On Thu, Jan 30, 2025 at 03:32:36PM -0800, Andrew Morton wrote:
On Thu, 30 Jan 2025 23:10:53 +0000 Pedro Falcato pedro.falcato@gmail.com wrote:
On Thu, Jan 30, 2025 at 10:53 PM Lorenzo Stoakes lorenzo.stoakes@oracle.com wrote:
The above code sequence doesn't seem at all onerous. I'm not understanding why it's worth altering the kernel to permit this little shortcut?
In practice it adds quite a bit of overhead for something that whatever mechanism is using the pidfd can avoid.

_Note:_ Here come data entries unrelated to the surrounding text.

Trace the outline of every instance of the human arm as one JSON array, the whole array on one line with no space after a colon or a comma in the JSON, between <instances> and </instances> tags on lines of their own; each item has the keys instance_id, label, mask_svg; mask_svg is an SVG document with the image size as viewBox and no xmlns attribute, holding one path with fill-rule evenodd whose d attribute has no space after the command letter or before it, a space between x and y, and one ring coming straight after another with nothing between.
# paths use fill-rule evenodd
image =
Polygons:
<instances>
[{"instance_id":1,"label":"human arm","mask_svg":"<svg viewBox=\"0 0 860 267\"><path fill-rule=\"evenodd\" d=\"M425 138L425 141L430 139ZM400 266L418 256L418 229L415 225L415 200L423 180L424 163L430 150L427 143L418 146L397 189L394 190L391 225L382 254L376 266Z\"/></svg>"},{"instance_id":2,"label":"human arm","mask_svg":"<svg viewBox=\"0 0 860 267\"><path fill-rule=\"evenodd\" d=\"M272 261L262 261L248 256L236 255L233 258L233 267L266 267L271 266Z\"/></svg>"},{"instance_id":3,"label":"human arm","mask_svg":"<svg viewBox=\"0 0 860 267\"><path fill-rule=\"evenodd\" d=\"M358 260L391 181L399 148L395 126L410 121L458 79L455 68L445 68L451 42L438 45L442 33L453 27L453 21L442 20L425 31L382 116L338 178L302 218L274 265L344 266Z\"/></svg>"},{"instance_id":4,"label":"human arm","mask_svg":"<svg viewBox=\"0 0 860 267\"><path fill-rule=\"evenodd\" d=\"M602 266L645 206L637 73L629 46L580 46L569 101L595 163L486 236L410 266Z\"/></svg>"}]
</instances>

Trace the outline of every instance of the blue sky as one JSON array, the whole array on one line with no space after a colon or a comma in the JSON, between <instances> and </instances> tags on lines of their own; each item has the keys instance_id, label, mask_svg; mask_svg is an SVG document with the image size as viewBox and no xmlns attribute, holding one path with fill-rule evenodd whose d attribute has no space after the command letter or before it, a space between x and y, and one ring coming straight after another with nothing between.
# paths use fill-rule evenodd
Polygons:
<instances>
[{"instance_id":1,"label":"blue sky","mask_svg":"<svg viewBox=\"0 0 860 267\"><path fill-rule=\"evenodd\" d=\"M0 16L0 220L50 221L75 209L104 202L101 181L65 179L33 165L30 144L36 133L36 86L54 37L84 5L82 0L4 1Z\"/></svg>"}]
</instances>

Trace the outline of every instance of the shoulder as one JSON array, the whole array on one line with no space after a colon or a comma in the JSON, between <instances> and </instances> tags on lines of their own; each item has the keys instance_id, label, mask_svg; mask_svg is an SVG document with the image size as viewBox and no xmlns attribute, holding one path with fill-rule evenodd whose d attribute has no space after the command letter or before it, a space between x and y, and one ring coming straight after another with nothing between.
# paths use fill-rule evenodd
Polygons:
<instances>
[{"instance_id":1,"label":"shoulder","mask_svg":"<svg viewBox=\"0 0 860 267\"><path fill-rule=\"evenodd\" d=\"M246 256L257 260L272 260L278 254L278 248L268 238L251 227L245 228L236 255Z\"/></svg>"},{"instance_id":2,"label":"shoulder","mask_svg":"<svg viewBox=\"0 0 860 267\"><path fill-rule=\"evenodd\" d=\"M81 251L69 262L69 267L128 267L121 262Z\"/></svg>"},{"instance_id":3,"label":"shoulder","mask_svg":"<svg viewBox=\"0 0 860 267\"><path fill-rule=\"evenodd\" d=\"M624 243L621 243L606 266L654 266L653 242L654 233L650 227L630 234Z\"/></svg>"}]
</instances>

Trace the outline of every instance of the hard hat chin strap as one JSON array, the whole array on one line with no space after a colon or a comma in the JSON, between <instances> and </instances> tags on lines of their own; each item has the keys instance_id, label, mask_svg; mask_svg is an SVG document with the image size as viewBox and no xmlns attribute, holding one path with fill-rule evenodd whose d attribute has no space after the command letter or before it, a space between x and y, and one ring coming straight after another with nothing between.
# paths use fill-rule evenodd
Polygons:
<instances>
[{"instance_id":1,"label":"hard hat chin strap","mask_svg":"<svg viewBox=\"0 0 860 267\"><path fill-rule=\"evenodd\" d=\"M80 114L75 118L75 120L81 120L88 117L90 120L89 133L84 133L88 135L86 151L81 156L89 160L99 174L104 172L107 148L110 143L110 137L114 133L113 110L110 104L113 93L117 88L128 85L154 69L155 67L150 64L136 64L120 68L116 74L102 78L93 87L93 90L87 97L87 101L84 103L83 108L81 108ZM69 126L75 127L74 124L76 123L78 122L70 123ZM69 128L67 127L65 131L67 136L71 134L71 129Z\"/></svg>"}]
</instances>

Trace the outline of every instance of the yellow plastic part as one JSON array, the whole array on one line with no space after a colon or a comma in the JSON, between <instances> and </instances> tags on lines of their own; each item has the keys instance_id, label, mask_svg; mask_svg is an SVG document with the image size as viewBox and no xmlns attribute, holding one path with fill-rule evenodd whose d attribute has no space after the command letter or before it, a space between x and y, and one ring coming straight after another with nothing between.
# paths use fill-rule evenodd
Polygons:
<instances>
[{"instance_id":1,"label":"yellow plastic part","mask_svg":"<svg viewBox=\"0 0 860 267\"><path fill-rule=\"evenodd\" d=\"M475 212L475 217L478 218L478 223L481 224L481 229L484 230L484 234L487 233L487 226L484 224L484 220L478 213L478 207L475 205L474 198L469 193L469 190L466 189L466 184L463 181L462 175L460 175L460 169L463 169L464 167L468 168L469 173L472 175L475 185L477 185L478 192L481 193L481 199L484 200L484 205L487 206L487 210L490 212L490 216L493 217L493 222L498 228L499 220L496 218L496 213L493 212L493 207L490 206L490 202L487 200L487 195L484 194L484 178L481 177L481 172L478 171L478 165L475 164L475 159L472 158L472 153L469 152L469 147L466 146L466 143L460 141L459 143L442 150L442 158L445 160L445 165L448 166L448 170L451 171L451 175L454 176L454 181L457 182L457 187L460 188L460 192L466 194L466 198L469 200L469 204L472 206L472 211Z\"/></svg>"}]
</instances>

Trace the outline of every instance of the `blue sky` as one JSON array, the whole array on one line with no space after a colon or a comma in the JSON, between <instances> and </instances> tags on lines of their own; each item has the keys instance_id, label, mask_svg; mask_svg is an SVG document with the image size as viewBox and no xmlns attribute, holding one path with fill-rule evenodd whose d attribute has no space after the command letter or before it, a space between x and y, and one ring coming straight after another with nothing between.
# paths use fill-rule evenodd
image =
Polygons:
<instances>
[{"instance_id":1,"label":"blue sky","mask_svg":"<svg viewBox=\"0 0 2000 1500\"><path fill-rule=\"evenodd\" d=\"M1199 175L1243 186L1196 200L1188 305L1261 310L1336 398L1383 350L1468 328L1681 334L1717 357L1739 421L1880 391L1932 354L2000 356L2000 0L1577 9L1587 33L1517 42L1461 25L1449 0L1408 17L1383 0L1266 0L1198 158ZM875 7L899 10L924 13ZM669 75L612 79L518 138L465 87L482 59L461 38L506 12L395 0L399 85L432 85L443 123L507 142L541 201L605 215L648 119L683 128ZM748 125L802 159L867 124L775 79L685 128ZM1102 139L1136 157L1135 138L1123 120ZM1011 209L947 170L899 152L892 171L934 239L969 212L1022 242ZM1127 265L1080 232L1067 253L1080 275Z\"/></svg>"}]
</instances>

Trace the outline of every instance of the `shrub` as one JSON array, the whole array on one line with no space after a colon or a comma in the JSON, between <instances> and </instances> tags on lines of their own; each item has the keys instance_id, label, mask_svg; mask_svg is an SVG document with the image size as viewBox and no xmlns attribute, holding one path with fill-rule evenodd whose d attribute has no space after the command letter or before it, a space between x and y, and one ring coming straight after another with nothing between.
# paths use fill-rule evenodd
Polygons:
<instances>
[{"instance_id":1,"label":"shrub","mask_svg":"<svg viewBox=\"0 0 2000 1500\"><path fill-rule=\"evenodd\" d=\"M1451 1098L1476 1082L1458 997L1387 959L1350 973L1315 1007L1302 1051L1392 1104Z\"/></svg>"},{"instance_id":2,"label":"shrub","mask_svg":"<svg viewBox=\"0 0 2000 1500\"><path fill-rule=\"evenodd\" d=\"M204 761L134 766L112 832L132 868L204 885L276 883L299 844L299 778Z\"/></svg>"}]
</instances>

It was specifically intended for a real case of utilising process_madvise(), using the newly extended ability to batch _any_ madvise() operations for the current process, like:
if (process_madvise(PIDFD_SELF, iovec, 10, MADV_GUARD_INSTALL, 0)) { ... error handling ... }
vs.
pid_t pid = getpid(); int pidfd = pidfd_open(pid, PIDFD_THREAD); if (pidfd < 0) { ... error handling ... } if (process_madvise(PIDFD_SELF, iovec, 10, MADV_GUARD_INSTALL, 0)) { ... cleanup pidfd ... ... error handling ... } ... ... cleanup pidfd ...
So in practice, it's actually a lot more ceremony and noise. Suren has been working with this code in practice and found this to be useful.
It's also nice to add that people on the libc/allocator side should also appreciate skipping pidfd_open's reliability concerns (mostly, that RLIMIT_NOFILE Should Not(tm) ever affect thread spawning or a malloc[1]). Besides the big syscall reduction and nice speedup, that is.
[1] whether this is the already case is an exercise left to the reader, but at the very least we should not add onto existing problems
Thanks.
Could we please get all the above spelled out much more thoroughly in the [0/n] description (aka Patch Series Sales Brochure)?
Ack, will expand if there's a respin, or Christian - perhaps you could fold the above explanation into the cover letter?
Intent is for Christian to take this in his tree (if he so wishes) to be clear!
Cheers